I am thrilled to join Theatre Ontario as its new Executive Director, and as I write today, I am acutely aware of the stewardship I have undertaken to continue a 40-year tradition of supporting theatre excellence in Ontario. I am excited about the possibilities and opportunities that exist for theatre, but as the landscape changes with the seasons, so does the landscape of the performing arts community. A recent study conducted by Wolf Brown on behalf of the Ontario Arts Council indicates that our audiences want to engage with us in a way that is more meaningful to them. The study showed that the majority of Ontarians participate in entertainment-based activities in their homes, so our challenge becomes one of building bridges of meaningful engagement with our audiences, making theatrical experiences ones that becomes meaningful and accessible to them. Throughout our 40-year history, Theatre Ontario has been at the forefront of supporting the development of dynamic artists and theatrical thought leaders who continue to share their tremendous creativity and passion with theatre companies throughout the country.

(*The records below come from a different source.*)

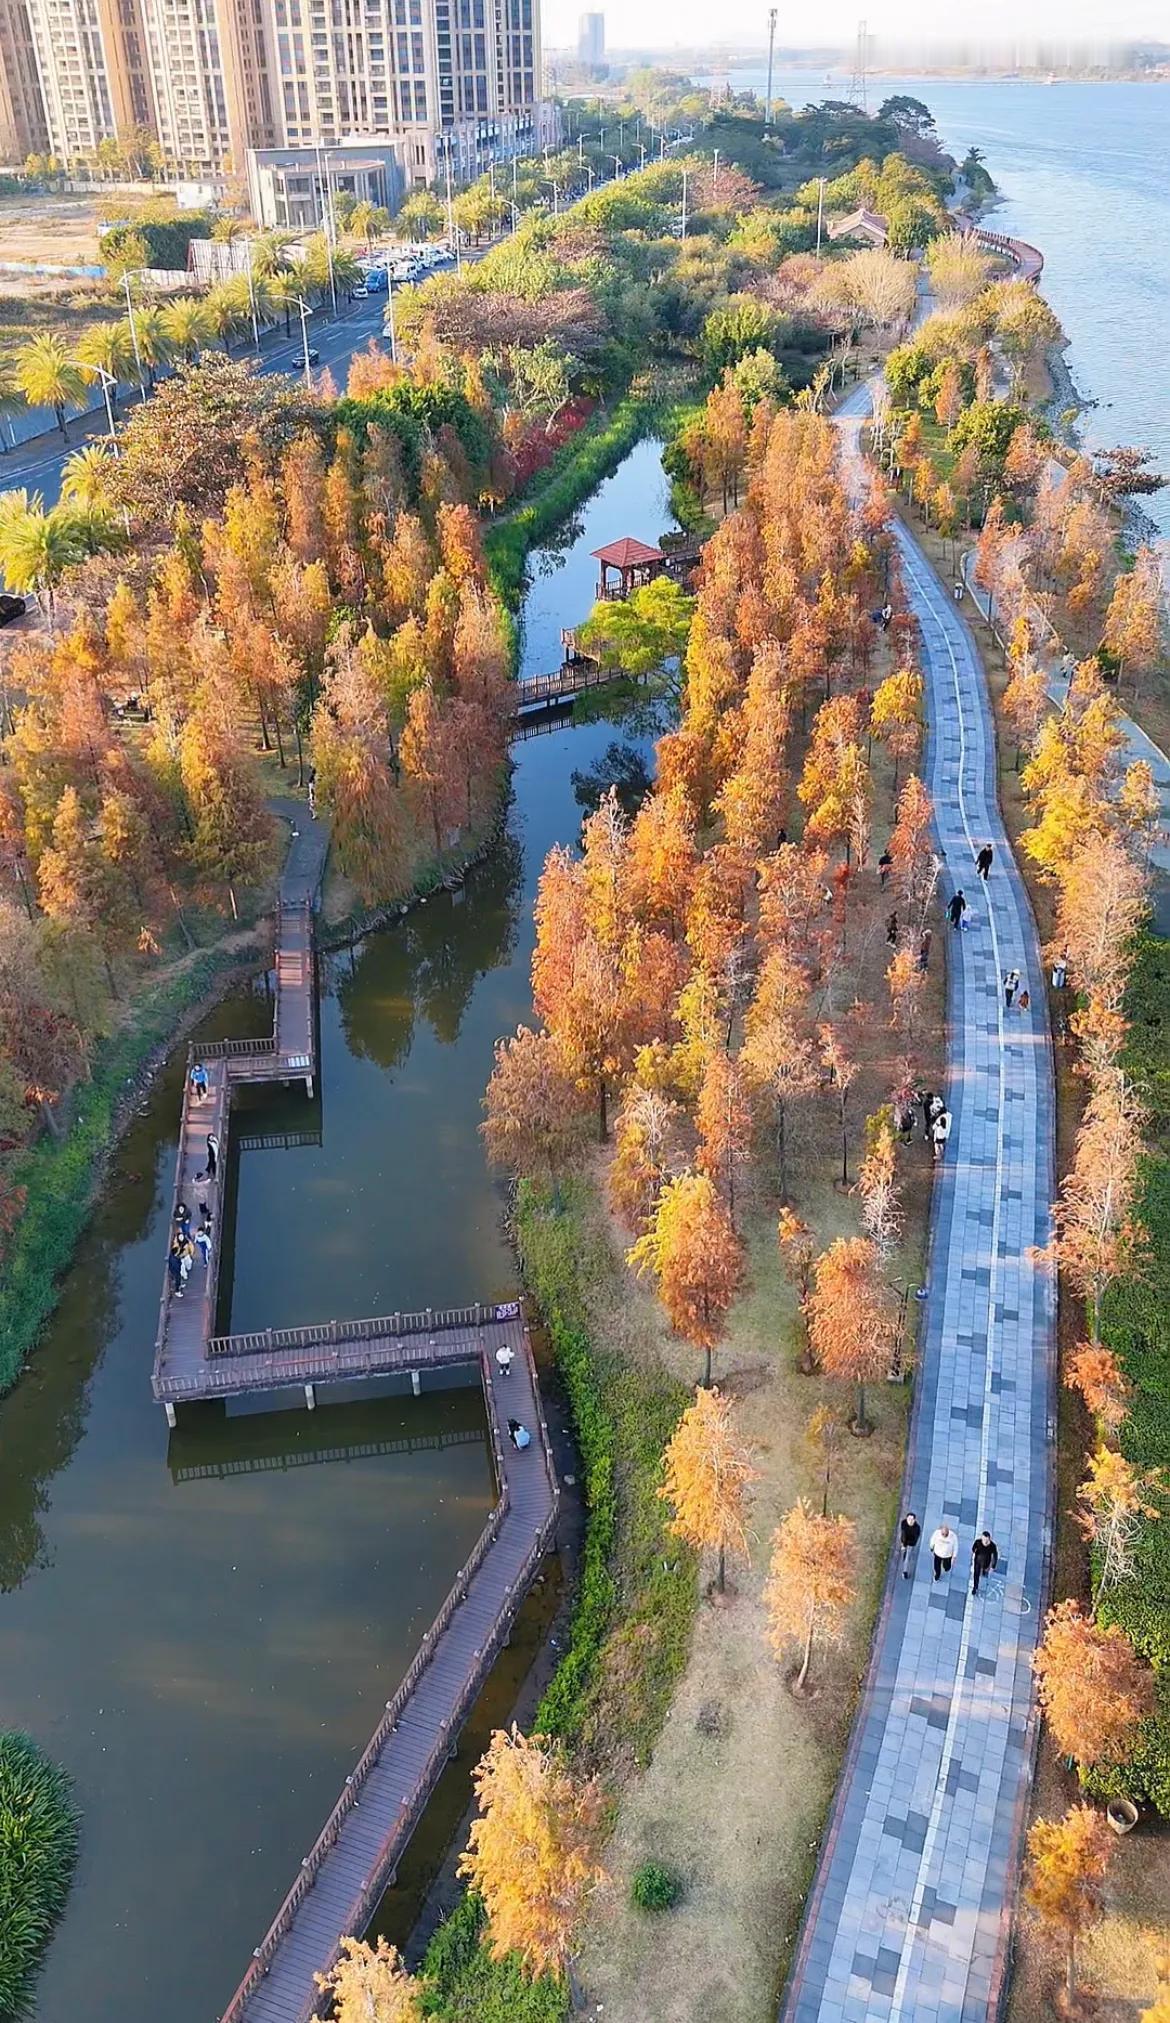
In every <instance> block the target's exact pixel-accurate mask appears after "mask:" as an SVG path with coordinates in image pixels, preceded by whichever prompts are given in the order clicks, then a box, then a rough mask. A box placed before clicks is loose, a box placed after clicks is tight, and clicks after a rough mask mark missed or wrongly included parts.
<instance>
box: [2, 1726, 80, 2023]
mask: <svg viewBox="0 0 1170 2023" xmlns="http://www.w3.org/2000/svg"><path fill="white" fill-rule="evenodd" d="M77 1837H79V1821H77V1807H75V1805H73V1790H71V1784H69V1778H67V1776H65V1770H59V1768H57V1764H53V1762H51V1760H49V1756H45V1754H43V1752H40V1750H38V1748H36V1744H34V1742H32V1738H30V1736H22V1734H14V1732H8V1734H0V2015H2V2017H20V2015H26V2013H30V1997H32V1974H34V1968H36V1962H38V1960H40V1954H43V1952H45V1946H47V1942H49V1934H51V1930H53V1926H55V1922H57V1918H59V1916H61V1910H63V1904H65V1898H67V1894H69V1879H71V1875H73V1863H75V1861H77Z"/></svg>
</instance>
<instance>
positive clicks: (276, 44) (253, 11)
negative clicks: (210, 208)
mask: <svg viewBox="0 0 1170 2023" xmlns="http://www.w3.org/2000/svg"><path fill="white" fill-rule="evenodd" d="M24 10H26V12H24ZM22 24H24V45H20V32H18V30H20V26H22ZM10 45H12V51H14V55H12V59H10V57H8V47H10ZM20 47H24V51H26V53H34V73H32V77H30V81H32V99H30V103H26V97H20V91H18V85H20V69H18V57H16V53H18V49H20ZM0 55H2V57H4V75H6V97H4V95H2V93H0V140H4V144H6V152H8V158H10V160H18V158H20V156H22V154H26V152H28V148H30V146H34V140H32V138H26V136H32V134H34V129H36V121H34V111H36V107H40V109H43V119H40V129H36V131H40V134H43V140H45V142H47V144H49V146H51V150H53V152H55V154H59V156H61V158H63V160H75V158H77V156H89V154H93V152H95V148H97V146H99V144H101V142H103V140H107V138H117V136H121V134H128V131H130V129H134V127H146V129H150V131H152V134H156V136H158V140H160V146H162V152H164V158H166V162H168V166H170V168H174V170H176V172H182V174H190V176H200V174H208V172H217V170H223V168H229V166H231V168H233V170H237V172H243V168H245V156H247V150H249V148H259V150H267V148H279V150H287V148H330V146H338V144H340V142H342V140H352V138H358V140H360V138H368V140H387V138H389V140H391V142H393V144H395V148H397V150H399V160H401V166H403V174H405V180H407V182H409V184H413V182H433V180H435V178H443V180H445V172H447V164H449V168H451V174H453V176H468V174H478V172H480V170H482V168H484V166H486V164H488V160H494V158H502V156H508V154H518V152H524V150H526V148H532V146H545V144H549V142H553V140H555V138H557V111H555V107H551V105H542V103H540V97H538V93H540V16H538V0H0Z"/></svg>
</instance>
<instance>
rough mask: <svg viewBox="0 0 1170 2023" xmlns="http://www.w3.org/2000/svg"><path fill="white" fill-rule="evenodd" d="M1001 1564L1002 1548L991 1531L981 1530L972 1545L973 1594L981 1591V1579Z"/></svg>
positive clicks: (972, 1592)
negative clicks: (981, 1530) (998, 1546)
mask: <svg viewBox="0 0 1170 2023" xmlns="http://www.w3.org/2000/svg"><path fill="white" fill-rule="evenodd" d="M998 1564H1000V1548H998V1546H996V1542H994V1537H992V1533H990V1531H980V1535H978V1540H976V1544H974V1546H972V1576H974V1582H972V1594H978V1592H980V1580H986V1578H988V1574H994V1572H996V1566H998Z"/></svg>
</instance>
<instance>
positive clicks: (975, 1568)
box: [899, 1511, 1000, 1594]
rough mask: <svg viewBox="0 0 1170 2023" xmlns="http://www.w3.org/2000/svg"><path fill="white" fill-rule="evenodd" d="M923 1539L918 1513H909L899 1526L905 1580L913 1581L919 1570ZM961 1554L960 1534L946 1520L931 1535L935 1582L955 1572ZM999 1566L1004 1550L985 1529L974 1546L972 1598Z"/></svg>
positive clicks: (912, 1512)
mask: <svg viewBox="0 0 1170 2023" xmlns="http://www.w3.org/2000/svg"><path fill="white" fill-rule="evenodd" d="M921 1537H923V1527H921V1523H919V1517H917V1513H915V1511H907V1513H905V1517H903V1521H901V1525H899V1552H901V1560H903V1580H909V1578H911V1574H913V1570H915V1562H917V1556H919V1544H921ZM957 1550H959V1540H957V1533H955V1531H951V1527H949V1523H947V1519H945V1517H943V1521H941V1523H939V1525H935V1529H933V1531H931V1535H929V1554H931V1564H933V1578H935V1580H941V1578H943V1576H945V1574H949V1572H951V1568H953V1564H955V1556H957ZM998 1564H1000V1548H998V1546H996V1542H994V1537H992V1533H990V1531H986V1529H984V1531H980V1535H978V1537H976V1542H974V1546H972V1594H978V1592H980V1582H982V1580H986V1578H988V1574H994V1572H996V1566H998Z"/></svg>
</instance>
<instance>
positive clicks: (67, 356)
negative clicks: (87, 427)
mask: <svg viewBox="0 0 1170 2023" xmlns="http://www.w3.org/2000/svg"><path fill="white" fill-rule="evenodd" d="M14 378H16V386H18V388H20V392H22V397H24V401H26V403H28V407H51V409H53V413H55V415H57V427H59V429H61V435H63V437H65V441H69V429H67V423H65V409H69V407H85V374H83V372H81V370H79V366H75V364H73V362H71V358H69V354H67V350H65V346H63V342H61V338H55V336H53V334H51V332H43V334H40V336H38V338H30V340H28V344H26V346H24V348H22V350H20V352H18V354H16V370H14Z"/></svg>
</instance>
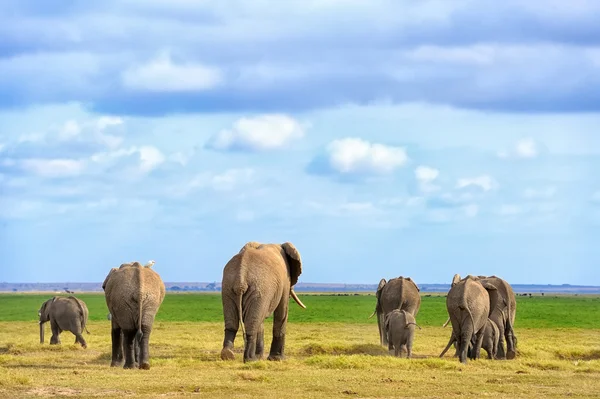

Recently I had the privilege of attending the 2011 Neil Munro Intern Directors Project at Niagara-on-the-Lake, which is the result of a partnership between The Slaight Family Academy of the Shaw Festival and Theatre Ontario, and is sponsored by Sun Life Financial. This vigorously sought-after internship is a phenomenal opportunity for two emerging directors (selected from applicants across Canada) to hone their skills, by working intimately with the company at the Shaw Festival for a full season. The intern directors work on two-to-three full-fledged productions throughout the season, where they are mentored by the artistic team at The Shaw, and learn many stimulating and valuable techniques that they can incorporate into their future directing careers. The culmination of the internship is the opportunity for each of the intern directors to present a one-act play of their choice, utilizing the full resources of the Shaw Festival, including the acting company who donate their time and talents through many hours of rehearsal to fulfill the vision of the directors.
This year’s interns, Johnna Wright and Craig Hall, brought us two delightfully different plays that communicated beautifully crafted stories with wit and empathy. Johnna Wright directed A Phoenix Too Frequent by Christopher Fry, a comedy set in Greek times about finding love in our moments of greatest despair. The three wonderful young actors (Ijeoma Emesowum, Martin Happer and Robin Evan Willis) brought this charming play to life under Johnna’s creative direction. The fast pace of the line delivery moved the plot forward with sensitivity and joy. Craig Hall selected The Twelve-Pound Look by J.M. Barrie, a short fast-paced comedy that is as ironic as it is witty. The set design and costumes beautifully underscored the era of the self-made and self-important men of the industrial revolution. Craig’s deft hand with comedy gave the actors (particularly Neil Barclay, Anthony Bekenn, Catherine McGregor and Jacqueline Thair) a wonderful platform from which to provoke and tease with their characters.
It was a wonderful day of theatre, but more importantly a terrific celebration of the success that is found when deep and meaningful partnerships are forged between vibrant theatre companies, arts service organizations, corporate sponsors and visionary young artists. I am extremely proud to be a part of the theatre community, and particularly proud to have the opportunity to become an integral part of the Theatre Ontario team as we work toward building new partnerships—with our members, our theatre community, our funders at the Ontario Arts Council, The Toronto Arts Council and the Trillium Foundation—as well as forging new links with the corporate sector and Arts Service Organizations, as we capture the vibrancy of theatre, and leverage social and online media to create a strong future for tomorrow.